Diskutiert wurde, wie man mit einem relationalen Verständnis von Ländlichkeit diese diskutieren und analysieren kann. Ich war eingeladen und durfte netterweise erste Überlegungen zu einem Kapitel meiner Habilitation zu den „Übergangsgesellschaften“ vorstellen.

Die Tagung war für mich sehr interessant und in vielerlei Hinsicht anregend. Nicht nur, dass ich sehr nette Menschen kennengelernt und interessante Gespräche geführt habe, ich habe auch einen ganzen Haufen methodischer und theoretischer Anregungen bekommen und war ganz überrascht von dem Werkzeugkoffer, mit dem manche Geograph/innen so unterwegs sind – sehr beeindruckend! Dass darüber hinaus mein Vortrag gut angekommen ist, ist natürlich ganz besonders toll und gibt mir einen kräftigen Motivationsschub!

Im Folgenden gebe ich nun eine Kurzfassung meines Vortrages wieder; wer an einer ausführlicheren Fassung interessiert ist: Ich bin dabei, einen Aufsatz daraus zu machen und werde selbstverständlich Bescheid geben, wenn er irgendwo erscheint.

 

„Ländlichkeit“ ist ein Konzept, das in der Geschichtswissenschaft in der Regel nur vermittelt eine Rolle spielt. Untersucht die Geschichtswissenschaft agrarische Gesellschaften, wird in der Regel das Charakteristikum „Ländlichkeit“ als Kennzeichen der untersuchten Gesellschaft vorausgesetzt, nicht aber selbst zu einem Gegenstand der Untersuchung gemacht. Untersucht man jedoch – und das ist in der Vergangenheit bereits ausgiebig unternommen worden – die Konstruktion von Ländlichkeit, so rücken vor allem bürgerliche, städtische Akteure in den Blick, etwa die „Agrarromantiker“, von denen Bergmann 1971 schrieb. Ländlichen Gesellschaften selbst schienen von diesen Ländlichkeitskonstruktionen weitestgehend unberührt zu sein; sie existierten quasi in einer anderen Sphäre.

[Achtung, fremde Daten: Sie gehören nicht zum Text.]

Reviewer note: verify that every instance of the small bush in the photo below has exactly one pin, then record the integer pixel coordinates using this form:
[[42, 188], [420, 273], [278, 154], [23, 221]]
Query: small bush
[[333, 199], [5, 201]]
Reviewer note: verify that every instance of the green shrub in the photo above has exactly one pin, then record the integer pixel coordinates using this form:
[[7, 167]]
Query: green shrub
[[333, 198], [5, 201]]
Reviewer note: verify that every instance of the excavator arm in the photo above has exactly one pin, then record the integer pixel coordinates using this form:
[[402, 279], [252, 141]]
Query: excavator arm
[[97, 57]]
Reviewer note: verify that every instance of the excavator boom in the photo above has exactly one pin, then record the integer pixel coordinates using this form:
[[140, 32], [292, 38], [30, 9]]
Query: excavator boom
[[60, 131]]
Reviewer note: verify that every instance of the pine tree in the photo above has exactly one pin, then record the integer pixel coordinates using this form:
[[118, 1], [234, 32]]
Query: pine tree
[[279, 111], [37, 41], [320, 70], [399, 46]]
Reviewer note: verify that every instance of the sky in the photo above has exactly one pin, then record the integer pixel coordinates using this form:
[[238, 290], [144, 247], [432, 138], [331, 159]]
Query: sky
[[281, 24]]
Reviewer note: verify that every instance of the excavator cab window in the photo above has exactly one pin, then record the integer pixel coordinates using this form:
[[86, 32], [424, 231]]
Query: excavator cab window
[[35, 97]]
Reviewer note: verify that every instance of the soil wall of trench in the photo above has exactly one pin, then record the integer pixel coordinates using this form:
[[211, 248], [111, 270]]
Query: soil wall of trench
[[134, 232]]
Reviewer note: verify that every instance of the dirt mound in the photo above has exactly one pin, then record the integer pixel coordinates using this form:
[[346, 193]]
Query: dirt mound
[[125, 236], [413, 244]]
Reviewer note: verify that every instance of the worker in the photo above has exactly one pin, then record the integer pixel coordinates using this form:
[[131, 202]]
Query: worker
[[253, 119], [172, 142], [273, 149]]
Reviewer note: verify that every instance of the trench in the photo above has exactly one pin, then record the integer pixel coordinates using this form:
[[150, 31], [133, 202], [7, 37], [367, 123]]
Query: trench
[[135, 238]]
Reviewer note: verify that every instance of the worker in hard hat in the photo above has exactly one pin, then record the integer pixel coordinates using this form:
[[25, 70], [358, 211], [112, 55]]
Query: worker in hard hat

Ich habe im Rahmen des Vortrags diese Forschungen insofern erweitert, als dass ich ländliche Gesellschaften als „Kontaktzonen“ in bestimmten Prozessen sichtbar mache. Kontaktzone – das ist ein Konzept, das vor allem in der post-kolonialen Forschung zu Globalisierungsprozessen eine Rolle spielt und erst langsam, vor allem vermittelt über Emily Rosenberg, seinen Weg in die Geschichtswissenschaft findet. Kontaktzonen sind in diesem Zusammenhang soziale Räume, die durch die Konfrontation und den Kontakt heterogener Interessen bestimmt sind, vor allem aber durch Hierarchien, Machtverhältnisse und die unterschiedliche Verteilung von Handlungsspielräumen gekennzeichnet sind. So kann man auch ländliche Gesellschaften als Kontaktzonen der Konstruktion von Ländlichkeit sichtbar machen.

In zwei Schritten bin ich anschließend diesem Konstruktionsprozess vor Ort, am Beispiel von Bernried, nachgegangen: am Beispiel von Heimatschutz-Gesetzgebung und der Förderung des Tourismus. Bernried eignet sich hervorragend für die Analyse dieser Beispiele – oder andersrum: Die Beispiele sind abgeleitet vom Bernrieder Fall, sicherlich wären auch andere Situationen denkbar, in denen Ländlichkeitskonstruktionen sichtbar gemacht werden könnten. Aber Bernried als früher Sommerfrische-Ort und Sinnbild eines (vermeintlich) unberührten oberbayerischen Dorfes im Voralpenland zeigt genau an diesen Stellen, wo Kontakte über die Dorfgrenzen hinaus bestehen, die exemplarisch analysiert werden können.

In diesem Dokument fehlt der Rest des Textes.